Was Handarthrose ist — und was nicht
Handarthrose ist eine der häufigsten degenerativen Gelenkerkrankungen und betrifft besonders Frauen in der zweiten Lebenshälfte. Trotz der hohen Prävalenz wird sie ergotherapeutisch oft erst spät behandelt — nämlich dann, wenn alltägliche Tätigkeiten wie das Öffnen einer Schraubdose, das Schreiben oder das Anziehen schon deutlich eingeschränkt sind.
Lange galt Arthrose als rein passiver Verschleißprozess. Aktuelle Forschung zeigt: Arthrose ist ein aktiver biomechanischer und entzündlicher Prozess. Das erklärt, warum radiologische Befunde und Schmerzempfinden oft nicht übereinstimmen.

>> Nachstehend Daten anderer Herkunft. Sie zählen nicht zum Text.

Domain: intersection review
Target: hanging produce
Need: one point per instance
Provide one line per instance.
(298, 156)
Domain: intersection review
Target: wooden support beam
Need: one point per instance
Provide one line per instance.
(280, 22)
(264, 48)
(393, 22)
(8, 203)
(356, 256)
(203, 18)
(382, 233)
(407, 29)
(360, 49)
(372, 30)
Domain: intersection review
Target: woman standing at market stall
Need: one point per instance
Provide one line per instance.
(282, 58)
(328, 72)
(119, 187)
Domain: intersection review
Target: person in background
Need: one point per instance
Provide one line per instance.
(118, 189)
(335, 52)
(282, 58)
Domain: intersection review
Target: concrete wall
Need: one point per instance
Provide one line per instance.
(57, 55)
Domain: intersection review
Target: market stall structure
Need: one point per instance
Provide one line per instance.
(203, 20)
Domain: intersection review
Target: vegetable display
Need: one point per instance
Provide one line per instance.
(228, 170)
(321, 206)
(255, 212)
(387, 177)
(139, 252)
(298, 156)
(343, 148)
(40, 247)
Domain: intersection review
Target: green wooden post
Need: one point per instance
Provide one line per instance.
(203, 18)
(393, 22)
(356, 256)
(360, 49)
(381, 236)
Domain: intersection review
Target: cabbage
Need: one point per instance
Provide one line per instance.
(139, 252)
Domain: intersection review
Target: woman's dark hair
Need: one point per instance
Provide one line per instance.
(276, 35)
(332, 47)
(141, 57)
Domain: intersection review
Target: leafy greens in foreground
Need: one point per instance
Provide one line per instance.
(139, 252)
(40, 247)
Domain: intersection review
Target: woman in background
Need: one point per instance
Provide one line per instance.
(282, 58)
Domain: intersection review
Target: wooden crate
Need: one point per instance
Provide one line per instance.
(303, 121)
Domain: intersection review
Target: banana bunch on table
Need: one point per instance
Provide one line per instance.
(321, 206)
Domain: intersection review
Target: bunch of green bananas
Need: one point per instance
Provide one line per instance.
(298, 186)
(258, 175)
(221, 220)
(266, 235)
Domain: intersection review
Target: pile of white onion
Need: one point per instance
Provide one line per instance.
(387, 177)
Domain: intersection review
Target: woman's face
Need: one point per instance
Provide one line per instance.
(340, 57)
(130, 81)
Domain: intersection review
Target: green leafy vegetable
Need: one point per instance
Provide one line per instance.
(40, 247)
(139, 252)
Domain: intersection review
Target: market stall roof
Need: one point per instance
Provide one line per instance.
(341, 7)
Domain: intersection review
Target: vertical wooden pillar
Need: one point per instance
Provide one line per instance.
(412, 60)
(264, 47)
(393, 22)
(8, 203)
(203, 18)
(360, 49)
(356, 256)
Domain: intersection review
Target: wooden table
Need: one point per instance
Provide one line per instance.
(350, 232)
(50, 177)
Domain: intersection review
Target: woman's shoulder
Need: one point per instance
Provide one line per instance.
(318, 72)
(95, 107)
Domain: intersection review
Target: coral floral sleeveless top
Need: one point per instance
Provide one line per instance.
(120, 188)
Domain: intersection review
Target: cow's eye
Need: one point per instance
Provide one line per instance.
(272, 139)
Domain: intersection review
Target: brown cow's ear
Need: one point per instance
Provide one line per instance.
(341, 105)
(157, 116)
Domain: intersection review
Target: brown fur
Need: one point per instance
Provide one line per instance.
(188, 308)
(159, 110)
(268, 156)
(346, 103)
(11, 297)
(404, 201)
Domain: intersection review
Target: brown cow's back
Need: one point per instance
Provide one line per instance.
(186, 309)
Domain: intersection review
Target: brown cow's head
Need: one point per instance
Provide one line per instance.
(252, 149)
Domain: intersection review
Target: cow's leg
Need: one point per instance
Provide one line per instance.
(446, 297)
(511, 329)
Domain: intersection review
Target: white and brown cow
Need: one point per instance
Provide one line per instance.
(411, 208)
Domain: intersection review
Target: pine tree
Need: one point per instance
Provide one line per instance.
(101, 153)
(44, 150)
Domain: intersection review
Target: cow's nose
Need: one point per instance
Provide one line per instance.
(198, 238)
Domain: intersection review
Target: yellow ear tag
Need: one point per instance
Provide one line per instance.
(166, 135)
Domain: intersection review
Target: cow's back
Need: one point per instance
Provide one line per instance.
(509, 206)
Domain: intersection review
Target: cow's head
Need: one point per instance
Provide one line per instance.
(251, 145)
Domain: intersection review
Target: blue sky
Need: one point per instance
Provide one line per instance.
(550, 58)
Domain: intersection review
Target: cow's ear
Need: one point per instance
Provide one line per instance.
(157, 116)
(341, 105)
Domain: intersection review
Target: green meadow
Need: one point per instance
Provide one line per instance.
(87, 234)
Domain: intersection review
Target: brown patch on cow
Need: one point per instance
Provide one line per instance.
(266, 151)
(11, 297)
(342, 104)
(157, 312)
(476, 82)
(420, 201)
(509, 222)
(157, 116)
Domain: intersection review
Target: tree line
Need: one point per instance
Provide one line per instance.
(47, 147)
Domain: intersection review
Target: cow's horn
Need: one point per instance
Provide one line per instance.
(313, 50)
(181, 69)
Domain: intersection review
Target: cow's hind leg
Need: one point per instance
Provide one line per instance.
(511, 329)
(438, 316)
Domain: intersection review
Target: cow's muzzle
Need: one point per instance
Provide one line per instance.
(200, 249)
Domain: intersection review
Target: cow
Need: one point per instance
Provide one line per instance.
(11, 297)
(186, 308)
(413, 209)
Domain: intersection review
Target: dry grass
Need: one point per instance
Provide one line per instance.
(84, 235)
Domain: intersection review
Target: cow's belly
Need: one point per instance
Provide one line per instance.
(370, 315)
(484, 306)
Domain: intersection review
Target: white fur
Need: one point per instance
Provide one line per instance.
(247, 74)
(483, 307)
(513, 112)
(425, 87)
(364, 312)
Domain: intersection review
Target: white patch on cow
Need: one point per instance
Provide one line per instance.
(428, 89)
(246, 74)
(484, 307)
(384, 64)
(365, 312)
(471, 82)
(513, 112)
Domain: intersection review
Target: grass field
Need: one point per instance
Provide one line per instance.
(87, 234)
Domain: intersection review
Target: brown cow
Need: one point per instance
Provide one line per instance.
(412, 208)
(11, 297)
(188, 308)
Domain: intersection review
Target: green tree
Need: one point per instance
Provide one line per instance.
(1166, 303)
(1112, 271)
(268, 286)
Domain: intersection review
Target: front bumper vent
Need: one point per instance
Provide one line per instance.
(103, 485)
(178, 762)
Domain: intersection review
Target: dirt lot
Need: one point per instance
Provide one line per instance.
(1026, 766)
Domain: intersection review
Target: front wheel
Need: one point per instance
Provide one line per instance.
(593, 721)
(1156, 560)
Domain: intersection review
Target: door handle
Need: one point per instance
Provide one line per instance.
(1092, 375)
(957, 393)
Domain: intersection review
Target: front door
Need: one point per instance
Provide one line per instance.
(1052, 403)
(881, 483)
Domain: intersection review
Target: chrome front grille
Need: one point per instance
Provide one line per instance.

Häufiger Fehler: Schonung allein bringt das Gelenk nicht weiter. Die Botschaft an Klient:innen lautet nicht „weniger machen", sondern „klüger dosieren".
Die ergotherapeutischen Säulen
- Gelenkschutz — Belastung über mehrere Gelenke verteilen statt punktuell auf das Daumensattelgelenk.
- Hilfsmittelversorgung — verdickte Stiftegriffe, Antirutsch-Matten, ergonomische Hebel-Öffner.
- Schienen — eine Nachtruheschiene reduziert bei vielen Klient:innen messbar die Morgensteifigkeit.
- Bewegungsübungen — gezielte Hand- und Fingerübungen ohne Schmerzprovokation.
- Energie- und Tagesmanagement — vor allem bei aktivierten Phasen wichtig.
Das Gespräch über Selbstständigkeit
„Ich kann meinen Enkel nicht mehr hochheben." „Ich traue mich nicht mehr, alleine zu kochen." Hier liegt die Kernkompetenz der Ergotherapie: nicht die Erkrankung behandeln, sondern die bedeutungsvollen Tätigkeiten wieder ermöglichen. Das verlangt sorgfältiges Erfragen — nicht nur, was jemand nicht mehr kann, sondern auch, was das persönlich bedeutet.
Multidisziplinäres Denken
Gute Arthrosebehandlung ist selten monodisziplinär. Hausarzt oder Rheumatologe steuern Medikation, Physiotherapie arbeitet an Kraft und allgemeiner Belastbarkeit, die Ergotherapie übersetzt all dies in den Alltag. Kurze Wege und gemeinsam abgestimmte Behandlungsziele verhindern widersprüchliche Empfehlungen — eine Klientin, die von der Physiotherapie „mehr bewegen" und von der Ergotherapie „schonen" hört, gibt schnell auf.
Praxispunkte für die nächste Befundaufnahme
- Frage explizit nach Morgensteifigkeit, Schmerzspitzen und auslösenden Tätigkeiten — nicht nur nach numerischen Schmerzscores.
- Beobachte das Gelenk in Aktion. Ein einfacher Handlungs-Videoclip (Glas öffnen, Jacke zuknöpfen) gibt mehr Information als jede Skala.
- Setze Hilfsmittel als Sprungbrett ein, nicht als Endpunkt. Ziel ist Teilhabe, nicht Anpassung um der Anpassung willen.
- Bespreche bei progressiven Beschwerden rechtzeitig den Schritt zur fachärztlichen Versorgung — nicht erst, wenn alles ausprobiert ist.